Many recruiters relish the chance to schedule intake meetings with hiring managers. After all, it’s an excellent opportunity to sit down to discuss what an ideal candidate profile looks like, as well as each interviewer’s responsibilities before launching a search. But when a hiring deadline is looming, it can be difficult to find the time for this step of the developer hiring process, especially with the competition to hire programmers at a fever pitch.
Considering that Bersin by Deloitte recently found that the biggest indicator of a great recruiter is the ability to build relationships with technical hiring managers, it's easy to see how they can help you hit your tech hiring goals. Here are a few more reasons intake meetings at the beginning of a developer search help set the foundation for long-lasting partnerships with decision makers.
You need a basic understanding of the skills required for each of your developer roles and the impact it will have on the entire team. But your hiring managers have responsibilities outside of recruiting, so it can be difficult to find time with them to get answers to your questions. Even if you have a basic understanding of the role, intake meetings give the decision maker an opportunity to describe the ideal developer for the job.
Let’s say your company needs to a mobile app developer with both iPhone and Android experience. And let’s also assume that your app is currently an iPhone exclusive. Without intake meetings, you run the risk of sourcing candidates who have only built iPhone apps. That might seem like a minor detail to you, but to a colleague you’re trying to build trust with, it’s incredibly important to have all of this documented before you start sourcing developers.
While the intake meeting is an excellent opportunity to pick your engineering manager’s brain about a role, it shouldn’t enable them to bark orders at you. But in many cases, this is the impression many recruiters have about intake meetings. However, leading organized and efficient intake meetings should show your hiring managers that you’ve done your homework and can be trusted with the search for tech talent.
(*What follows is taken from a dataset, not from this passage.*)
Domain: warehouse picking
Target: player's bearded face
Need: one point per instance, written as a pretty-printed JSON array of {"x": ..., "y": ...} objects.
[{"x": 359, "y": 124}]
Take this session as an opportunity to set expectations for everyone participating in the interview process. For you, that might mean scheduling regularly scheduled resume reviews with the entire tech team. On the other hand, hiring managers should be able to commit to certain timeframes for technical interviews and follow up after interviewing developers in a timely fashion.
You should meet with hiring managers before launching any role, even if you’ve worked with them in the past. But over time, you’ll pick up on each person’s quirks. One manager might prefer weekly updates on your talent pipeline. Another might not want to hear from you until you’ve scheduled a candidate for an interview. Eventually, you’ll learn enough about each of your hiring managers that you won’t have to use your intake meeting to discuss communication preferences—and you’ll be able to focus more of your energy on talent sourcing.